Guardai Beatriz con la coda nell’occhio e la vidi nella mia stessa situazione.
Che palle!
-Lasciami!- strillai per sovrastare la musica e guarda caso ottenni di nuovo l’effetto opposto perché mister-non-mollo-un cazzo mi afferrò un polso e mi strattonò per attirarmi più vicino a lui.
Cercò le mie labbra e io mi divincolai dalla presa.

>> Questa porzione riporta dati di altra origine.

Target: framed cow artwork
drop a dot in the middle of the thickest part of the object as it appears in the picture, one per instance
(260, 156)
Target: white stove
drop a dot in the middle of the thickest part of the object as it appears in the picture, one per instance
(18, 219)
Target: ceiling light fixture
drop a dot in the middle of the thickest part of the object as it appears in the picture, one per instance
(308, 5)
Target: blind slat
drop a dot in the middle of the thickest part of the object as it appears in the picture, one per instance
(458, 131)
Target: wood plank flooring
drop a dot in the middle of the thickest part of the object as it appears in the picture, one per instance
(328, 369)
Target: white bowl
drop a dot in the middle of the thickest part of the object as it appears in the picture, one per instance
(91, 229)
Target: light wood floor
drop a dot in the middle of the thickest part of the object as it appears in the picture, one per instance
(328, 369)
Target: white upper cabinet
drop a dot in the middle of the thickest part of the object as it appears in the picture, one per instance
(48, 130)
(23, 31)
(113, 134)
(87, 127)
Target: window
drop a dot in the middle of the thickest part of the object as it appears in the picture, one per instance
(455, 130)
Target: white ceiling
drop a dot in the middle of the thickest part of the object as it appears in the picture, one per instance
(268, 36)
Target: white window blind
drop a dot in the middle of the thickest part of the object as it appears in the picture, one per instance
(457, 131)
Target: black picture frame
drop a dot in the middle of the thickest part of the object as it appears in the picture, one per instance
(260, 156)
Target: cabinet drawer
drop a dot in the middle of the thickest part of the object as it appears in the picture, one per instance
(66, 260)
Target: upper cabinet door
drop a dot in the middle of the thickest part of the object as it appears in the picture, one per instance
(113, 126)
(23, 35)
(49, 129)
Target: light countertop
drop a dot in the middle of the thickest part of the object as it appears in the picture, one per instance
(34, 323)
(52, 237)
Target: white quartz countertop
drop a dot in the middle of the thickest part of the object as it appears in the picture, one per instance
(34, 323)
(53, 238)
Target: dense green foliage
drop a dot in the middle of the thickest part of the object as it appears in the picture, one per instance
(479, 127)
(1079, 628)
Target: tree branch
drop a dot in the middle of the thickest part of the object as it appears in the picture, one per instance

Provai ad assestargli uno schiaffo in faccia ma fui lenta, annebbiata dall’alcool, e  mi bloccò l’altro polso prima che la mia mano fresca di manicure potesse sfiorarlo.
Ero proprio in trappola.

-Levale le mani di dosso-
La musica era altissima eppure quell’ordine mi arrivò chiaro e tondo.
Quella voce era calda ma minacciosa, avrebbe intimorito chiunque.
Chiunque tranne il mio rapitore, che a quanto pare non sembrò scomporsi minimamente.
Cercai di svincolarmi da quella presa ferrea ma i miei arti erano inebriati dal troppo alcool e chissà perché sentivo le gambe incapaci di agire.
-Sei sordo? Mollala o ti spacco la faccia. Adesso-
Intercettai il punto da cui proveniva quella voce e alzando lo sguardo i battiti del cuore accelerarono impercettibilmente.
Un ragazzo dalla pelle abbronzata e i crini biondo cenere fronteggiò il bestione che mi teneva con forza.
Fissai stordita il suo penetrante sguardo e notai come quegli occhi, che dovevano essere stati creati da una qualche sfumatura dell’oceano caraibico che avevo visto oggi, erano freddi e calmi mente incendiava con lo sguardo l’altro uomo.
Mister non-mollo mi lasciò il polso, consapevole che forse non valevo la sofferenza di un occhio nero.
Mi tastai l’arto dolorante e cercai con lo sguardo il mio Salvatore.
A un tratto mi sentì presa per la vita e venni trascinata fuori dall’ammasso di persone che ignare di tutto stavano ancora ballando come se non ci fosse un domani.